Director Irvin Berwick had a long, mostly anonymous career behind the scenes in Hollywood and managed to make a small number of horror and exploitation movies as well as being the creator of educational and industrial training films. It is fitting that Hitch Hike to Hell functions largely as a educational warning film to impress the dangers of hitch-hiking that you might be shown in a church youth group or driver’s ed class, but with rape, nudity, and gore thrown in to keep it interesting. The film has some definite Ed Wood style on screen frugality as the dry cleaners, police station, and one crime scene all appear to use the same white cinder block building for exterior shots. There is a murder scene early on where you can actually see bugs crawling on the actress’s nude body.

Despite the film’s notable technical shortcomings the acting is surprisingly good for this kind of joint, especially from Robert Gribbin and Russell Johnson. Johnson, the Professor from Gilligan’s Island adds a touch of class to the proceedings, and at times it feels like he’s in an entirely different movie, while Gribbin plays such a cheery, clean cut mama’s boy (when he isn’t raping a murdering young women) there must be a parallel universe where he starred in Richard Donner’s Superman the Movie.

Arrow has remastered the film in 2k from some rough looking elements. This is not a film to show off your home theater, but it is watchable and the super grainy picture actually adds to the grimy atmosphere of the film. Arrow has included 1.33 and 1.78 aspect ratios.
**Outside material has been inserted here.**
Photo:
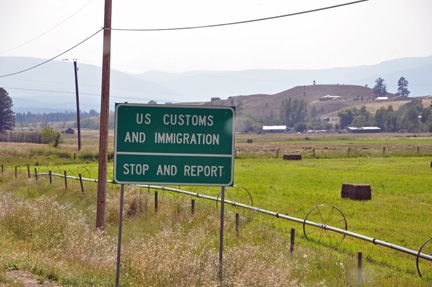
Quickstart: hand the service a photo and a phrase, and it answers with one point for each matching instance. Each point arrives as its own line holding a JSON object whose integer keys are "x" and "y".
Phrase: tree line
{"x": 410, "y": 117}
I don’t know which version was preferred by the director, but the 1.33 feels less cramped.

The on-camera interview, Of Monsters and Morality: The Strange Cinema of Irvin Berwick, genre film historian Stephen Thrower (Beyond Terror: The Films of Lucio Fulci) does a deep dive on the career of director Irvin Berwick. Thrower covers Berwick’s colorful career as a mercenary film maker who was as comfortable shooting porn as he was shooting Southern Baptist inspirational features. Berwick and his wife had a production company making educational films and Thrower posits that Berwick’s approach to the social issue educational films overlapped with the rape & murder exploitation in Hitch Hike to Hell, helping to create the film’s singularly off kilter vibe. As is so often the case with maverick film directors, the stories behind the scenes are more interesting than the film they made. According to Stephen Thrower, Berwick was teaching a college course on low budget filmmaking at the time of the production of Hitch Hike to Hell and drafted his students into the cast (and presumably crew) for his film resulting in a number of one credit IMDB cast pages.

Australian author Alexandra Heller-Nicholas (Found Footage Horror Films: Fear and the Appearance of Reality) explores the history and culture of hitch hiking in the movies, especially the films where thumbing a ride has dire consequences. She touches on true crime cases including the Ivan Milat “Backpacker Murders” in Australia and the likely inspiration for Hitch Hike to Hell, the unsolved “Santa Rosa Hitchhiker Murders”. Heller-Nicholas explores the tropes of hitch-hiking films from film noir, horror, and exploitation films and TV. Clocking in at around 20 minutes the piece feels really short and certainly leaves you wanting more, and you’ll need a rewatch to jot down the titles of some of the more obscure films covered.

Nancy Adams on the Road is an on camera interview with Nancy Adams. Adams, who sings the the film’s theme song, recalls her colorful career beginning with cutting her first record at Les Paul’s house, doing jingles for Newport cigarettes, and working on Disney’s Robin Hood (1973), including attending the Oscars watching Johnny Whittaker and Jodie Foster singing her song “Love” at the awards show.

Arrow rounds out the package with a full color booklet featuring an essay by film writer Heather Drain (The Bizarro Encyclopedia of Film Volume 1). Drain not only places the film into cultural context, she examines distributor Harry Novak’s marketing and digs deep into the grime to expound on the film’s whiff of incest and the nihilism of the film that enables it to get so dark that even innocent 11 year old girls who are escaping a terrifying home life are not sparred.